Spray Guards Chicks from Infectionsby J. Raloff
A drug spray that wards off Salmonella infection in newly hatched chickens has just been approved by the Food and Drug Administration. Preliminary tests indicate that the drug, Preempt, also thwarts infection by Campylobacter, Listeria, and the deadly Escherichia coli O157:H7, thus holding out the prospect of greatly reducing food poisoning caused by poultry.
Designed to be sprayed on hatchlings, Preempt consists of 29 types of living, nontoxic bacteria isolated from the gut of mature chickens. As it preens, a treated chick ingests the bacteria, seeding its ceca -- intestinal cul de sacs -- with the beneficial microbes. The bacteria cover niches in the cecal surface so quickly and heavily that intestinal pathogens find it all but impossible to move in, explains Donald Corrier, a veterinary pathologist with the U.S. Department of Agriculture in College Station, Texas, and a developer of the drug.
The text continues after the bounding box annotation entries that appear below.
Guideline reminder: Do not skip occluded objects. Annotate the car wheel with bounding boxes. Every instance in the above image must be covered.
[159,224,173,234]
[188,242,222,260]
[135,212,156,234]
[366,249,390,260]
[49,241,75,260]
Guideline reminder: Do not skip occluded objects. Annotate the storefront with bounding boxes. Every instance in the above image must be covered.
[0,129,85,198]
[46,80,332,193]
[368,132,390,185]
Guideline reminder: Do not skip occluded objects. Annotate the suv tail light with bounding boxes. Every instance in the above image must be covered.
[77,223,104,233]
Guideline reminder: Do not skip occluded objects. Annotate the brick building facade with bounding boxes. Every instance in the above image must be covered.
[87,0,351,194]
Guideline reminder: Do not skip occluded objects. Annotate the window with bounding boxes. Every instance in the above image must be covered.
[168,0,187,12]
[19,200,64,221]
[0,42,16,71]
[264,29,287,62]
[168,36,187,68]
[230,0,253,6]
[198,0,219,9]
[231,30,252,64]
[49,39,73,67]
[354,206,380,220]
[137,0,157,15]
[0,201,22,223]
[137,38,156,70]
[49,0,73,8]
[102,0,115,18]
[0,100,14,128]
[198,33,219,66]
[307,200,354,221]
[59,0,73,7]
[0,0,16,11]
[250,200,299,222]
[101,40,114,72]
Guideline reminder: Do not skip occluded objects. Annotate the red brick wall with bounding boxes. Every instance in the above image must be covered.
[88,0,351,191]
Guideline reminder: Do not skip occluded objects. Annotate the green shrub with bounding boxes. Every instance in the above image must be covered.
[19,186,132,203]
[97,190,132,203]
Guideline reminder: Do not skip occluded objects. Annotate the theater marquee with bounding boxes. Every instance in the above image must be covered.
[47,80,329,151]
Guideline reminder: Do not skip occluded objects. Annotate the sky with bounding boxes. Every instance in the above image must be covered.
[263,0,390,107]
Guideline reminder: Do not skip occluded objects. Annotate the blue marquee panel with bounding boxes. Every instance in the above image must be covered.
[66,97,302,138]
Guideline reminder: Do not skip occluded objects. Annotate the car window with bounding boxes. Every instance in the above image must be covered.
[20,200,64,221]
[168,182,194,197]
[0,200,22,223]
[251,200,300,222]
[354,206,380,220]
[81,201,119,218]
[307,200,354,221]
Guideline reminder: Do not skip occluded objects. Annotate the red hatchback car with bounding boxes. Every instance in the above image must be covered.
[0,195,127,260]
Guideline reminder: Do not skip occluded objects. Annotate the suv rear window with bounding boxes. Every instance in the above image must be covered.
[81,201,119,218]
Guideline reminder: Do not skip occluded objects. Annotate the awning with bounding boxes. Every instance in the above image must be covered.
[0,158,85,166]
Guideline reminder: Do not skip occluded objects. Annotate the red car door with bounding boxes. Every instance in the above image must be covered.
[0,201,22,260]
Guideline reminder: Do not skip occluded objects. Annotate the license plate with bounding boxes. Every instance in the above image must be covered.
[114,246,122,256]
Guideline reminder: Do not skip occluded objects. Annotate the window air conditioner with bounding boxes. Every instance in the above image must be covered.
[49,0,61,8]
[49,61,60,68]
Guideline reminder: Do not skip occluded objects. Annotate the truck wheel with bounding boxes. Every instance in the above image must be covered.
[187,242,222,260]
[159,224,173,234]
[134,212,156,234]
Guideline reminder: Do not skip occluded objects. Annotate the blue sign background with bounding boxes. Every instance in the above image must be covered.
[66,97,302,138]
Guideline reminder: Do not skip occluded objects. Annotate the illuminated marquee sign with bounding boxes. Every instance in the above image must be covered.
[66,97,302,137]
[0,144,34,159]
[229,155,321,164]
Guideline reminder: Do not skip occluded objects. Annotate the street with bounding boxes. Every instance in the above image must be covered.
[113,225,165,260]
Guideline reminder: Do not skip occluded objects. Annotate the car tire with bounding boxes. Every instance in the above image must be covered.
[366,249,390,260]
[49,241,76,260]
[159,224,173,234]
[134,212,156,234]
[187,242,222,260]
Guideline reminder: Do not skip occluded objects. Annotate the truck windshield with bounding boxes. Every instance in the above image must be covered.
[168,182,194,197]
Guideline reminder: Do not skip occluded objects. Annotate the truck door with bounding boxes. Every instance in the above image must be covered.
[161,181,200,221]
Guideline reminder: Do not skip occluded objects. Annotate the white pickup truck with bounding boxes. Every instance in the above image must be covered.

Because the ceca are where Salmonella reside, Corrier notes, "if you can keep them out of there, they're out of the bird." Indeed, his tests indicate that a single treatment can confer lifelong protection on 99 percent of chickens.
"The unique thing about our culture [of bacteria]," Corrier told Science News -- and the key to its approval -- "is that we know exactly what bugs are in it." While the precise function of each member is not known, he says, the microbial combo provides "an ecosystem that is very similar, on a small scale, to what's in an adult chicken."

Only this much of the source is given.